Une génération d'ingénieurs 4.0 voit le jour sur le continent. © Institut Saint Jean de Yaoundé

Big data, cybersécurité, cloud computing, optimisation des réseaux… La digitalisation des économies africaines crée de nouveaux besoins de recrutement, qui bouleversent en profondeur la formation des ingénieurs.

La formation de quatre mois connaît un tel succès que décision a été prise de doubler la prochaine cohorte de novembre 2021. Dans les locaux d’Africa Data Lab, une entreprise cofondée par Mohamed Lahlou et logée au sein du Technopark de Casablanca, le diplôme d’université d’ingénierie en Big Data a déjà formé quatre-vingts professionnels depuis sa création en partenariat avec l’Université française de technologie de Troyes (UTT) en 2018.

Le passage forcé à un modèle distanciel à la suite de la crise sanitaire permet désormais d’embarquer davantage de candidats. « Le format court, professionnalisant et adossé à une université reconnue est ce qui séduit le plus. Les sessions de cours ont lieu soit le soir, soit le week-end pour être compatibles avec une activité professionnelle parallèle », précise Steve Jecko, directeur de la formation continue de l’UTT.

Concevoir de nouveaux outils

En quête de mobilité, de reconversion professionnelle, ou simplement désireux de créer leur propre entreprise dans le secteur, nombreux sont ces Marocains avides d’en connaître davantage sur le potentiel de la gestion de données à grande échelle. « Aujourd’hui, pas un secteur n’est épargné par l’accumulation et la nécessité d’une bonne gestion des données », poursuit Steve Jecko.

Au-delà de l’industrie manufacturière ou de l’informatique pure, une nouvelle génération d’ingénieurs voit le jour sur le continent. Elle évolue dans des secteurs aussi variés que l’agriculture, le e-commerce, la banque et l’assurance ou le secteur public.

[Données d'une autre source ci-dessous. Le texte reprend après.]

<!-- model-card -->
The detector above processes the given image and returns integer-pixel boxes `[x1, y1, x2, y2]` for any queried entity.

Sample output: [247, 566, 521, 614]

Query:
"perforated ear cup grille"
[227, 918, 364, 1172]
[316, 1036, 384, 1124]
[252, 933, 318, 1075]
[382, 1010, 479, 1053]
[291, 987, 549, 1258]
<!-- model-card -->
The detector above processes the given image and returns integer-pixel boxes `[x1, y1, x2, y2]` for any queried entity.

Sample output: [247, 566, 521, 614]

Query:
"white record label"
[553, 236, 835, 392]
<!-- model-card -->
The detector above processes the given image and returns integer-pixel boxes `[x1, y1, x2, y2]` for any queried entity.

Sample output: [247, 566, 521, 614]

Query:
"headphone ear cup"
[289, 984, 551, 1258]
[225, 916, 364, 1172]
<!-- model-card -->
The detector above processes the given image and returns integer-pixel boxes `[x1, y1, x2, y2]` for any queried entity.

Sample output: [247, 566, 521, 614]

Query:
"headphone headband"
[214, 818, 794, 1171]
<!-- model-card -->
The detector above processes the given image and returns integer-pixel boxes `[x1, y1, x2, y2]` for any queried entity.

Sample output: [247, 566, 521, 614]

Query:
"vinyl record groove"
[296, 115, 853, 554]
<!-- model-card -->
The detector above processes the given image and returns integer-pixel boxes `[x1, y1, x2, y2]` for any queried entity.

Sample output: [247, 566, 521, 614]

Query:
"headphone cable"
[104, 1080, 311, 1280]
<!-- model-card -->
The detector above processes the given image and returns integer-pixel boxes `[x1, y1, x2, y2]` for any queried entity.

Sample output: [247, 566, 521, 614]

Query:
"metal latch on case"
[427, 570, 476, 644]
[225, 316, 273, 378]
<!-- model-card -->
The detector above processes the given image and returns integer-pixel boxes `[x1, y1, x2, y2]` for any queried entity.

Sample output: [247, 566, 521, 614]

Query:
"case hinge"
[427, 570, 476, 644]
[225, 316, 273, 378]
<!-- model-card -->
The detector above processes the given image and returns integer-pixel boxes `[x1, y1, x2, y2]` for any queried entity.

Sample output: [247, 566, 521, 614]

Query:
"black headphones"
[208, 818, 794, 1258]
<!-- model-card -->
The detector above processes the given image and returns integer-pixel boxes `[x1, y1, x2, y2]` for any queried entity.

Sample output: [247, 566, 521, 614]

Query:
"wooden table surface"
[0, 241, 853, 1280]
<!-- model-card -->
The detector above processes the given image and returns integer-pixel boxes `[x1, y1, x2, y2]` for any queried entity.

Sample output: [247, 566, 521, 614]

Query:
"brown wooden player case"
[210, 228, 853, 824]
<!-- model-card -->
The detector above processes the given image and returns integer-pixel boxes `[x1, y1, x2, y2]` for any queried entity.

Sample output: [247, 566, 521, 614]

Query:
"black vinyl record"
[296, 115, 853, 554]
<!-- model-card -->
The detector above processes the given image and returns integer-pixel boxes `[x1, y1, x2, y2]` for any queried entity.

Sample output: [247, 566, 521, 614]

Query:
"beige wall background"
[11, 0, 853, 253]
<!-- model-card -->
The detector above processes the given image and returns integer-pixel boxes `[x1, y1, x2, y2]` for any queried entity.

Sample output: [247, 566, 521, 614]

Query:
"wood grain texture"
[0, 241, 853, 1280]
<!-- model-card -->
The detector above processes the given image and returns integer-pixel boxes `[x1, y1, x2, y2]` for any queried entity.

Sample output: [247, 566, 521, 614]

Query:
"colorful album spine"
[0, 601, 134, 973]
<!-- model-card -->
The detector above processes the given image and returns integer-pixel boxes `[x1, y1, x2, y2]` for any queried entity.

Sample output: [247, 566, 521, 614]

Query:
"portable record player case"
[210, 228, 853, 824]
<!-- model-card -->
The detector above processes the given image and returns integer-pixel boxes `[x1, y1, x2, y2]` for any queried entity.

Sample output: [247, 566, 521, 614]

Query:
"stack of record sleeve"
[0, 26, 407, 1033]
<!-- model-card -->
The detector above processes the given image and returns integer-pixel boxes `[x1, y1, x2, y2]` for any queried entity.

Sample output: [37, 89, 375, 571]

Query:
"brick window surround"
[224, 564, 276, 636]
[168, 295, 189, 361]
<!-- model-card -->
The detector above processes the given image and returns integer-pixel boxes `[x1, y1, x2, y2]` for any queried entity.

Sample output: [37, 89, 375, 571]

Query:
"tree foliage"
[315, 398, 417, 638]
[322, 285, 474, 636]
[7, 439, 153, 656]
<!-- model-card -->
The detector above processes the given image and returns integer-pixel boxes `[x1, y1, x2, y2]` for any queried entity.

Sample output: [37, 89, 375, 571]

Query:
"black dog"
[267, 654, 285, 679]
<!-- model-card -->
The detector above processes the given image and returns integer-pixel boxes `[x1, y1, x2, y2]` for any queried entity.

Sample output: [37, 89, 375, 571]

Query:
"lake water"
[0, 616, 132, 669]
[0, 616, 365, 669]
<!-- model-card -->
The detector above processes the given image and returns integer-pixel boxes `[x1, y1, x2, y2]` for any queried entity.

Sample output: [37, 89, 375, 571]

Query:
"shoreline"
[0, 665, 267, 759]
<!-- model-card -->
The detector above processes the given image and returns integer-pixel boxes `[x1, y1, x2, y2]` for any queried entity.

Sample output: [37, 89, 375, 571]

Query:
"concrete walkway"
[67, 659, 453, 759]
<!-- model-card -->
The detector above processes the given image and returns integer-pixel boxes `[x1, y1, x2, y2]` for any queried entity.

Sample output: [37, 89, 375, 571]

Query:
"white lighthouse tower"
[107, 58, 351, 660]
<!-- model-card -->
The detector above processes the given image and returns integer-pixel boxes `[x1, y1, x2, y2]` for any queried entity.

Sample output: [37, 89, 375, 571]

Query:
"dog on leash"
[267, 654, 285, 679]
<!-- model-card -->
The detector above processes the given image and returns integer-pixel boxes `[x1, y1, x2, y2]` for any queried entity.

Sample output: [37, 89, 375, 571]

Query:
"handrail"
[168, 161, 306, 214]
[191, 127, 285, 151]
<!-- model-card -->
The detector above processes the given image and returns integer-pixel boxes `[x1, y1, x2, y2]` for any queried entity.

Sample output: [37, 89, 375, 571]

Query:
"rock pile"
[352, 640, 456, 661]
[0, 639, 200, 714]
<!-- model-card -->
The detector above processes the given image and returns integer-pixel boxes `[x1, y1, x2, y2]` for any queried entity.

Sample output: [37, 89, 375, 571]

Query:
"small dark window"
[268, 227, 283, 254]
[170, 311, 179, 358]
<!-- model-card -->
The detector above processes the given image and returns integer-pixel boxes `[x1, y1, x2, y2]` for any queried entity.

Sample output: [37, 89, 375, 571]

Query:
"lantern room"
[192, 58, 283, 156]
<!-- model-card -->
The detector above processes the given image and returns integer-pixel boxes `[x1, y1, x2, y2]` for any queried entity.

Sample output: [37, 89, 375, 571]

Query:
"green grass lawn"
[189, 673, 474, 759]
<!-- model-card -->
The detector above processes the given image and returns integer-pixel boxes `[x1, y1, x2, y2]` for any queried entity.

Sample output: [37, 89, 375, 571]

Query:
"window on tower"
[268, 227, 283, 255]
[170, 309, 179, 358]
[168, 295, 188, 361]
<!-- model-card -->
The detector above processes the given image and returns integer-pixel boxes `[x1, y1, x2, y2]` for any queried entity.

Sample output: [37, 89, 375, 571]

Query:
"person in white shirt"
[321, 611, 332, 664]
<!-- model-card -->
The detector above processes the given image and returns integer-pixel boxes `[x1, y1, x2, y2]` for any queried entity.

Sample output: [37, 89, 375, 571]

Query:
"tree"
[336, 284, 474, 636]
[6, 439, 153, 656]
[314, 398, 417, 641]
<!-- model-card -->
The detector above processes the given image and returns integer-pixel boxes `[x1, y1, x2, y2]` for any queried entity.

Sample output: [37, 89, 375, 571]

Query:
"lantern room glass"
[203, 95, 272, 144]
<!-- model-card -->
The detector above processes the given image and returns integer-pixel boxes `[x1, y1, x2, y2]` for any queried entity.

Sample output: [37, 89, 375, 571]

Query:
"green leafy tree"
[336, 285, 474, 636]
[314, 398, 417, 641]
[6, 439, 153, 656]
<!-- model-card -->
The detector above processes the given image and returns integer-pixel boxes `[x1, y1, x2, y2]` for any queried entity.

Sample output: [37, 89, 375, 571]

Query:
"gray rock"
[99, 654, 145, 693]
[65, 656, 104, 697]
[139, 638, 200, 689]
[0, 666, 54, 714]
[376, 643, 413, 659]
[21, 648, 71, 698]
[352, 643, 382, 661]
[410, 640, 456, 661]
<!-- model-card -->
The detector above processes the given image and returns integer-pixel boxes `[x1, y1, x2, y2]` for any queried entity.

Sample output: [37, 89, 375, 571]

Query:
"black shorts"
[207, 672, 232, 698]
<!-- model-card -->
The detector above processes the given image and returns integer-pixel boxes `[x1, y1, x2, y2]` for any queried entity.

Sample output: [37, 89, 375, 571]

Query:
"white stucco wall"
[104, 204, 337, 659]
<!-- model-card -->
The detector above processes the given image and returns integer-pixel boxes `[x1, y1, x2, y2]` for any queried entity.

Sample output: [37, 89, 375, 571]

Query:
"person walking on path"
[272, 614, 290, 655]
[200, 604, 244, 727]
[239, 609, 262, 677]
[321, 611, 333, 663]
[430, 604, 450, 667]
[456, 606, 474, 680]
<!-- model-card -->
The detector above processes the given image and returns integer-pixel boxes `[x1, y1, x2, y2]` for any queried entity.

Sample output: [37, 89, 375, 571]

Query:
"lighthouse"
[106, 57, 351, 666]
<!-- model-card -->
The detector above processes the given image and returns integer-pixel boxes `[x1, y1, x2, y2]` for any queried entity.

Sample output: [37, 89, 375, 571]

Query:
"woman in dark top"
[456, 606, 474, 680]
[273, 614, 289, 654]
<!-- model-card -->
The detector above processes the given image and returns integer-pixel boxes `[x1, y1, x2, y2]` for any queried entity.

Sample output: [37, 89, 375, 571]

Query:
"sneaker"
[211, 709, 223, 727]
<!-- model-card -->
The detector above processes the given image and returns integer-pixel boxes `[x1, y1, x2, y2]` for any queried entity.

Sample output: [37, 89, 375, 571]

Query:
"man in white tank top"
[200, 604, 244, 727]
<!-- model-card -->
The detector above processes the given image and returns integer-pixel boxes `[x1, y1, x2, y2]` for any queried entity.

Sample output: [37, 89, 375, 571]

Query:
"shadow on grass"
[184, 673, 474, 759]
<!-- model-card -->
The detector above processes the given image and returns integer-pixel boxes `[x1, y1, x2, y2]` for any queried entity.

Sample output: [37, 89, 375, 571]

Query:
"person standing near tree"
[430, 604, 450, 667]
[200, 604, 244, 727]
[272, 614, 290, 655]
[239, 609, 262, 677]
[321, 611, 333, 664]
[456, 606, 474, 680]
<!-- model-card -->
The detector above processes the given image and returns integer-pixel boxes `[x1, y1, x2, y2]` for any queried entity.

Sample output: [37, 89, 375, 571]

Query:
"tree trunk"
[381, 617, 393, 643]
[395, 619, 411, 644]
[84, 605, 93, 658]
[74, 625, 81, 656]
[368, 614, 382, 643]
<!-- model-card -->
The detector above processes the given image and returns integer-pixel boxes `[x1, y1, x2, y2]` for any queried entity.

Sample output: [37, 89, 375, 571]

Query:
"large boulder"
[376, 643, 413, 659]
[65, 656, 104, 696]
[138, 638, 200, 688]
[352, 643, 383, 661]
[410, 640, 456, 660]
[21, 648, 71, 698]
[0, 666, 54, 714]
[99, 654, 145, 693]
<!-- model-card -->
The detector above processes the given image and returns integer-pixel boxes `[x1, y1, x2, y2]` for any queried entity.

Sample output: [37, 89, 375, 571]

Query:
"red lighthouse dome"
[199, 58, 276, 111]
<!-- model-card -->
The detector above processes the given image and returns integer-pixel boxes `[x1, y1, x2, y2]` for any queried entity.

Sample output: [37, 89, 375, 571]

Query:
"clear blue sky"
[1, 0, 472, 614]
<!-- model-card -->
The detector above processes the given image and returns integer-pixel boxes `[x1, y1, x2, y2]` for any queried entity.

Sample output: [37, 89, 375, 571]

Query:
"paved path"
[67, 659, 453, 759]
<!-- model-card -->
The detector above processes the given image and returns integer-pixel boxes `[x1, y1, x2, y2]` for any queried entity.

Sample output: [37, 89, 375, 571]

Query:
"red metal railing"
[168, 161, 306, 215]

Les entreprises en ces domaines ont toutes besoin de renforcer leurs équipes digitales en recrutant des experts de l’analyse de données à grande échelle, de la cybersécurité pour sécuriser leurs données stratégiques et celles de leurs clients ou encore de l’intelligence artificielle pour concevoir de nouveaux services ou des outils automatisés d’aide à la décision.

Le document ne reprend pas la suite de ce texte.